Solidarité étudiante: Merci Pyks de m’envoyer le SMS pour m’informer du départ du frère Nono. On était ensemble à Grenoble en plein milieu des années 80. Nono n’avait pas de bourse et il n’était pas bien. Nous, c’est-à-dire les étudiants Calédoniens (pas que les Kanak) nous nous étions réunis pour nous solidariser avec lui mais aussi avec un autre étudiant originaire de la Grande Terre qui était dans la même situation que Nono. Le frère n’a tout de même pas tenu. Il disait dans nos derniers échanges qu’il était mal. Mal de recevoir notre aide. C’était de ma chambre universitaire de Gabriel Fauré que Nono nous a dit ses paroles d’au revoir. L’autre étudiant a continué ses études et à vivre de notre solidarité estudiantine. Quelques mois avant les vacances d’été, on apprit que le frère a reçu sa bourse. En ce moment, je me revois en train de courir la branche de cerisier où j’étais perché pour rejoindre Wetris qui était venu m’annoncer la nouvelle. J’étais haut dans le ciel. Qu’on sautillait sur la pelouse en courant vers l’arrêt de bus de la résidence Ouest. Wiwish nous invitait tous au restaurant.

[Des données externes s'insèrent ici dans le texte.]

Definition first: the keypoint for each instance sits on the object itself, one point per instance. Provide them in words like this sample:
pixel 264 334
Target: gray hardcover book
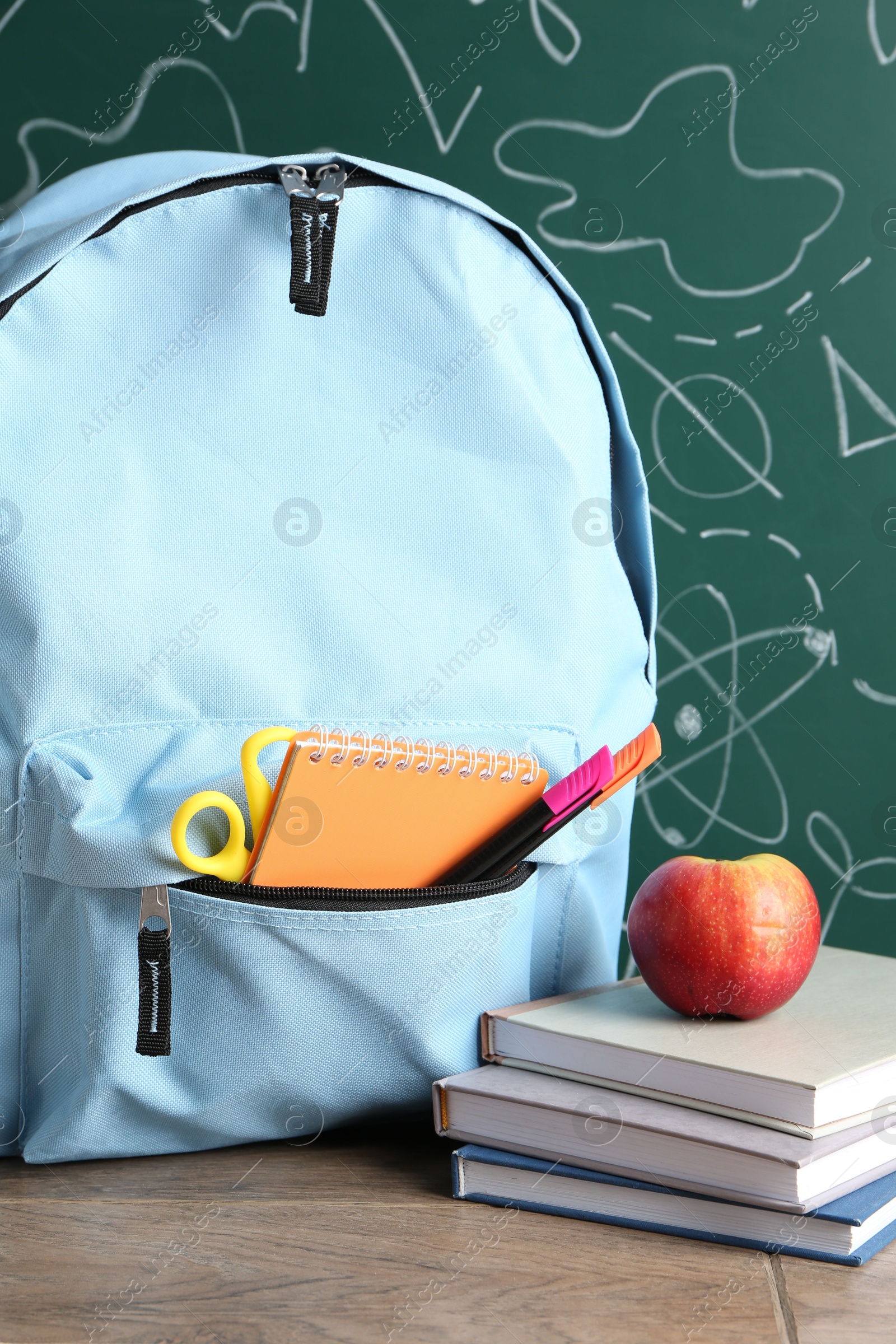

Quelques mois après le départ de Nono, on reçut une enveloppe de lui. Quelques billets et un mot pour nous encourager.

Époque difficile pour assurer les études… mais je ne m’étale pas sur le sujet. Même si je suis bien placé pour en parler. J’encourage plutôt nos jeunes étudiants à tenir le coup et à bien encaisser la Vie comme elle vient avec son lot de surprises. C’est cela la beauté, la beauté du Monde. C’est parce qu’on souffre, qu’on sent l’existence, la pure. « Ihengejë ekaala !* » Sinon quoi ? (*) Les pleurs de Wananathin. Traduire: « Je ne vois plus où mettre ma tête.» ici, je me permets de l’user au sens interjectif.

Wananathin est un être hermaphrodite mythique aux gros seins. Elle existait un peu partout sur l’île de Drehu. En ce moment là, elle pleurait parce que les hommes ont mis le feu dans la case où elle se trouvait. Les humains l’ont piégée. Ils l’ont attirée en déposant des bananes (son aliment de prédilection) à l’intérieur. Wananathin est aussi l’ancêtre totémique d’un clan de Drehu, Thuahaik.

Je vous glisse cette petite phrase interjective qui m’accompagne toujours quand le soleil ne venait pas. Je me rabats alors sur les petits riens. Une brindille de bois mort, un fétu de paille, une plume suspendue dans la brise… ils me retapent. Revigoré, je cours à nouveau la Vie. N’est-elle pas belle ?

Bonne lecture à vous nos jeunes étudiants qui ont quitté le pays pour apprendre à voler de vos propres ailes.